After less than five hours of deliberations, the jury reached its decision that Tuomey, a community hospital in South Carolina, had violated the Stark Law, anti-kickback statutes, and the False Claims Act by improperly compensating 19 specialty doctors in order to keep their patients coming to the hospital.

Not only is the verdict itself noteworthy, but the fact that the verdict was reached by a jury is also of particular importance. Given that the jury heard, considered, and deliberated on complex health care legal issues involving the Stark Law, anti-kickback statutes, Medicare claims, and the False Claims Act, the Justice Department and whistleblower attorneys may be more willing to take cases before a jury. The jury’s verdict also makes non-compete agreements with referring physicians particularly risky.

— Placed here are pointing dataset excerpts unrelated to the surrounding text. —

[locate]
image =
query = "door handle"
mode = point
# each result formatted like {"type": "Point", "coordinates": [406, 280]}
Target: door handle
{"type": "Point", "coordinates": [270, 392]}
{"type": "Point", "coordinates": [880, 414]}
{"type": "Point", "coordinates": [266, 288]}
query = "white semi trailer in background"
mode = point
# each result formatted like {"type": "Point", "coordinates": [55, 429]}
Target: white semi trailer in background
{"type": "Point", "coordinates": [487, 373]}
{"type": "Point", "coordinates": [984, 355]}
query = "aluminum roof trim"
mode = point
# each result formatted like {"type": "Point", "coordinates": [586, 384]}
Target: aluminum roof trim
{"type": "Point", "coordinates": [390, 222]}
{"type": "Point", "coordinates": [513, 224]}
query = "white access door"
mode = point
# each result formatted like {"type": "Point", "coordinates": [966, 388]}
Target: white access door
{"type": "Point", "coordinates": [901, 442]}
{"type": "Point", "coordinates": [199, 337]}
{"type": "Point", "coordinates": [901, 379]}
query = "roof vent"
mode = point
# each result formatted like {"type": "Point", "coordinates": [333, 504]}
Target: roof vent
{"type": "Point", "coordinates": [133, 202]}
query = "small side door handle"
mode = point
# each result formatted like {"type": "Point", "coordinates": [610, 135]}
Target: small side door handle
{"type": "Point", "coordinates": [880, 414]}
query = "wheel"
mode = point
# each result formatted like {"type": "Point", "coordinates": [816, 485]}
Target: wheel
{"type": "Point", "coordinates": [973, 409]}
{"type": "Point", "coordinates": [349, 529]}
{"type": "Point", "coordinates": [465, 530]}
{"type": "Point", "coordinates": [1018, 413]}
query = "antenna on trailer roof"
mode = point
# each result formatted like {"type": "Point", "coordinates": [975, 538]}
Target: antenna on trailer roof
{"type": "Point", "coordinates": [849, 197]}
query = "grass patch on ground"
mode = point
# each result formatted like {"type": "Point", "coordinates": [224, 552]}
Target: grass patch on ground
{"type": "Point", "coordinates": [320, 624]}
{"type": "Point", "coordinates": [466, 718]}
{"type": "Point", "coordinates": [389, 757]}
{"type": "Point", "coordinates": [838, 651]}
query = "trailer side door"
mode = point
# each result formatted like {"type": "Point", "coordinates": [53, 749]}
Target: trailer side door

Dr. Michael Drakeford, the whistleblower in this case, should be particularly proud of his role in the lawsuit. After he declined to enter into one of the agreements that the hospital was offering, he, instead, chose to file a lawsuit against the hospital in 2005 and expose the hospital for its illegal activities.

Although the hospital’s financial penalty is not yet determined, federal law would require repayment of all of the money paid for illegal Medicare claims, and the False Claims Act allows the government to seek reclamation of up to triple the amount of total damages, plus as much as $11,000 per claim. Accordingly, Tuomey faces up to $357 million in potential False Claims Act liability for its illegal compensation plans, though it may receive a penalty less than that amount.

In other whistleblower news, CBS News issued a special report last week detailing allegations of Medicare fraud by Life Care Centers of America – the third largest nursing home chain in the country, which boasts more than 30,000 beds in 28 states. As the CBS report details, several former employees of Life Care have come forward to say that the company is engaged in the practice of giving patients unnecessary rehab services and then billing the government for those services.

Among other services, Life Care provides speech, physical, and occupational therapy to its patients – services that are often unreasonably or unnecessarily administered and billed to Medicare. Life Care isn’t the only nursing home company that has been linked to illegal Medicare billing practices, however. In fact, according to the latest report from the inspector general, industry-wide, a quarter of all Medicare payments to nursing homes are made in error, which costs taxpayers $1.5 billion a year. Unfortunately, Medicare billings often go unchecked by the government – making it all the more important for whistleblowers to come forward and take action.